Vasundhara Sirnate is a political scientist and journalist. Her research areas include counterinsurgency in South Asia, insurgent group dynamics in India, gender justice, and societal violence. Her work has appeared in The Hindu, The Telegraph, The Indian Express, Foreign Affairs, The Wire, The Book Review, Mainstream, Economic and Political Weekly, and The Washington Post. She was formerly the chief coordinator of research at The Hindu Centre for Politics and Public Policy and a non-resident fellow with the Atlantic Council, Washington DC.
Your course explores how India in the 90s shed its non-alignment identity and rebranded itself as a great capitalist power. What, if anything, has been lost because of that change?
It's helpful to try to remember what was so special about the India I grew up in before liberalization. There's a brilliant academic, Ravinder Kaur, who wrote a book called Brand New Nation, which explores the rebranding of the Indian nation-state.
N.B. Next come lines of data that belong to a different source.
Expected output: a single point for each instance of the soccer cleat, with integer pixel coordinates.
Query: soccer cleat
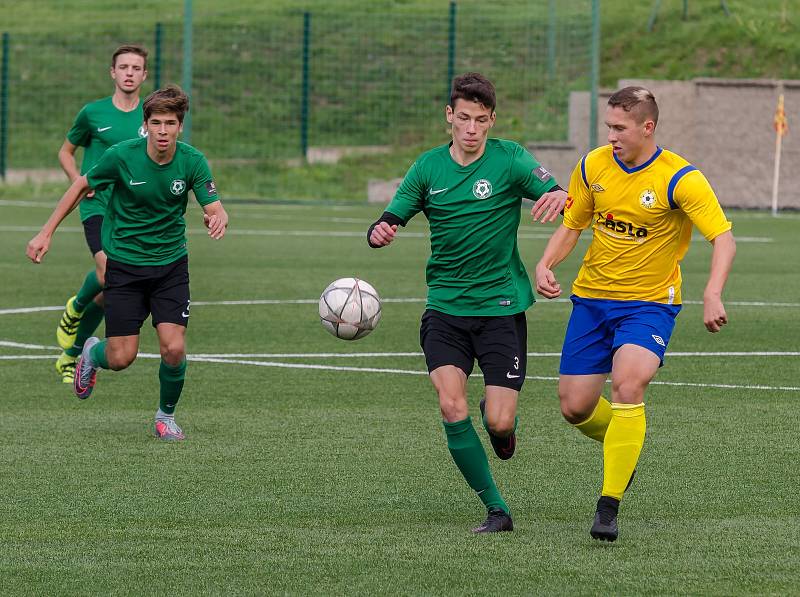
(68, 326)
(168, 430)
(85, 371)
(503, 446)
(497, 521)
(604, 527)
(65, 365)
She points out how all these images of India that are presented to the world are scrubbed and sanitized.
What has been lost is the fact that India as a democratic country was imagined as a democracy where the marginalized could be visible and heard. It was about equality, it was about equal rights and dignity for people. It was about caring for everybody, including people who never ever had political rights in India for centuries. And that idea was really positive and progressive. India once stood for non-alignment with great powers. It said ‘we’re not going to be involved in Cold War politics. We're going to try to be this non-violent, moral front, we're going to wage a peaceful war on the idea of colonialism.’
All of that has been lost along with the idea of secularism and the idea that everyone is equal. When the neoliberal ideology took hold in the 90s, not only did inequality rise, but in the process of rebranding India to be attractive to capital, citizens began being invisibilized again.
Given all that, do you consider India a democracy?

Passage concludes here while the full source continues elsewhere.